Purpose and Types of Boosting Methods in Scikit-Learn

AI, Artificial Intelligence, Machine Learning, ML, Scikit-Learn

Purpose and Types of Boosting Methods in Scikit-Learn

admin

February 21, 2026

Boosting methods create an ensemble model incrementally by sequentially training base model estimators. They combine several weak learners trained over multiple iterations to build a powerful ensemble. Two main boosting methods in Scikit-Learn are included in this process: AdaBoost and Gradient Tree Boosting.

1. AdaBoost

This method is a successful boosting ensemble method that adjusts instance weights, allowing the algorithm to focus less on certain instances when building subsequent models. It can be used for both classification and regression.

1.1. Classification With AdaBoost

Scikit-Learn builds an AdaBoost classifier using the base_estimator parameter. If set to none, it defaults to DecisionTreeClassifier(max_depth=1) as the base estimator. The following example shows how to build an AdaBoost classifier and also predict and check its score.

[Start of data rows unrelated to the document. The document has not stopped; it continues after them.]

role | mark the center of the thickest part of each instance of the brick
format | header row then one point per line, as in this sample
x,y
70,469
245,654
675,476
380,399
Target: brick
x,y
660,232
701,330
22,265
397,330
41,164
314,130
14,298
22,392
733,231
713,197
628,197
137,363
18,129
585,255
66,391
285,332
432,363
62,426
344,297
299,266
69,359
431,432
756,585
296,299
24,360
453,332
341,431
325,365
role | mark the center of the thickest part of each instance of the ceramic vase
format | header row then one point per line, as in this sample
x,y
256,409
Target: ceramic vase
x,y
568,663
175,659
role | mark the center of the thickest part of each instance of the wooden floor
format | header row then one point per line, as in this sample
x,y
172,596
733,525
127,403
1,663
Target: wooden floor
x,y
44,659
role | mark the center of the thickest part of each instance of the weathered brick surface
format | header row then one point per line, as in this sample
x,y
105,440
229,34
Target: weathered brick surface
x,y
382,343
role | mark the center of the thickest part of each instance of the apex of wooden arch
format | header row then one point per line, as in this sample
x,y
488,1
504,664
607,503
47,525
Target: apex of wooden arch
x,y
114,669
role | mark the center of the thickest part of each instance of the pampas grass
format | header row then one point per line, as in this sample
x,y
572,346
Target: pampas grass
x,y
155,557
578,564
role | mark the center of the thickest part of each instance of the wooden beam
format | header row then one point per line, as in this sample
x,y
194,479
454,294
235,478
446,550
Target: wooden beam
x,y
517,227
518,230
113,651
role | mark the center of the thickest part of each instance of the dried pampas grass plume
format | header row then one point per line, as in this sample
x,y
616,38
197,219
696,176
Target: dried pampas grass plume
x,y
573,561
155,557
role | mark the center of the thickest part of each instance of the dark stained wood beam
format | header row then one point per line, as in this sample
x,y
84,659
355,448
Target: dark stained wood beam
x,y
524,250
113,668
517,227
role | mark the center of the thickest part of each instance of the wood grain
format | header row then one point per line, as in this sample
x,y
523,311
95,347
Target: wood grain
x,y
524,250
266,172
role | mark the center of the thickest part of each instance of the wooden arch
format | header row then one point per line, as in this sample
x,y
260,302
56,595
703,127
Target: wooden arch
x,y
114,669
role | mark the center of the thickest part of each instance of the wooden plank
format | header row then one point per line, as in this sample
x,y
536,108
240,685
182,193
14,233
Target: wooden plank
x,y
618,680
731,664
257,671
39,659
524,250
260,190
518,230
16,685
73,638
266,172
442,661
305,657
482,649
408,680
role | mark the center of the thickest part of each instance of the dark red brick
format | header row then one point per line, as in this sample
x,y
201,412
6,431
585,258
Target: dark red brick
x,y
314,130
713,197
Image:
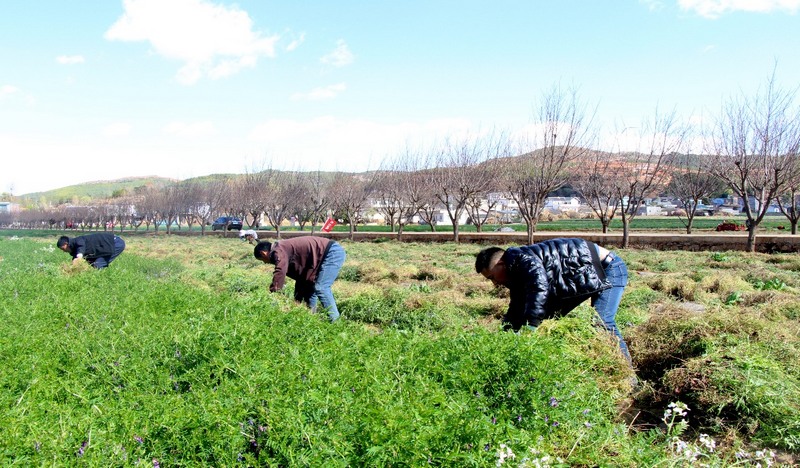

from sklearn.datasets import make_classification
from sklearn.ensemble import AdaBoostClassifier

data, target = make_classification(n_samples = 2000, n_features = 10, n_informative = 2, n_redundant = 0, random_state = 0, shuffle = False)

classifier = AdaBoostClassifier(n_estimators = 200, random_state = 0)
classifier.fit(data, target)
print(classifier.score(data, target))
print(classifier.predict([[1, 1, 1, 0, 2, 3, 0, 1, 2, 2]]))

Output

0.9905
[1]

The example below also illustrates how to build this classifier based on the Pima-Indian dataset.

from pandas import read_csv
from sklearn.model_selection import KFold
from sklearn.ensemble import AdaBoostClassifier
from sklearn.model_selection import cross_val_score

path = "pima-indians-diabetes.csv"
headers = ['preg', 'plas', 'pres', 'skin', 'test', 'mass', 'pedi', 'age', 'class']
dataset = read_csv(path, names = headers)
data = dataset.values[1:, 0:8]
target = dataset.values[1:, 8]

kfold = KFold(n_splits = 10)
classifier = AdaBoostClassifier(n_estimators = 150)
results = cross_val_score(classifier, data, target, cv = kfold)
print(results.mean())

Output

0.7643369788106631

The “pima-indians-diabetes.csv” dataset can be downloaded using the following link:

https://github.com/npradaschnor/Pima-Indians-Diabetes-Dataset/blob/master/diabetes.csv

1.2. Regression With AdaBoost

Scikit-Learn’s AdaBoost regressor employs parameters similar to its AdaBoost classifier for regression model creation. The following example shows how to construct this regressor and also predict new values using the predict() method.

from sklearn.datasets import make_regression
from sklearn.ensemble import AdaBoostRegressor

data, target = make_regression(n_features = 10, n_informative = 2, random_state = 0, shuffle = False)

regressor = AdaBoostRegressor(random_state = 0, n_estimators = 100)
regressor.fit(data, target)
print(regressor.predict([[0, 2, 1, 0, 1, 0, 1, 0, 2, 2]]))

Output

[75.8528769]

2. Gradient Tree Boosting

This method, also called Gradient Boosted Regression Trees (GRBT), generalizes boosting for arbitrary differentiable loss functions, creating an ensemble of weak prediction models. It effectively addresses regression and classification problems while handling mixed-type data efficiently.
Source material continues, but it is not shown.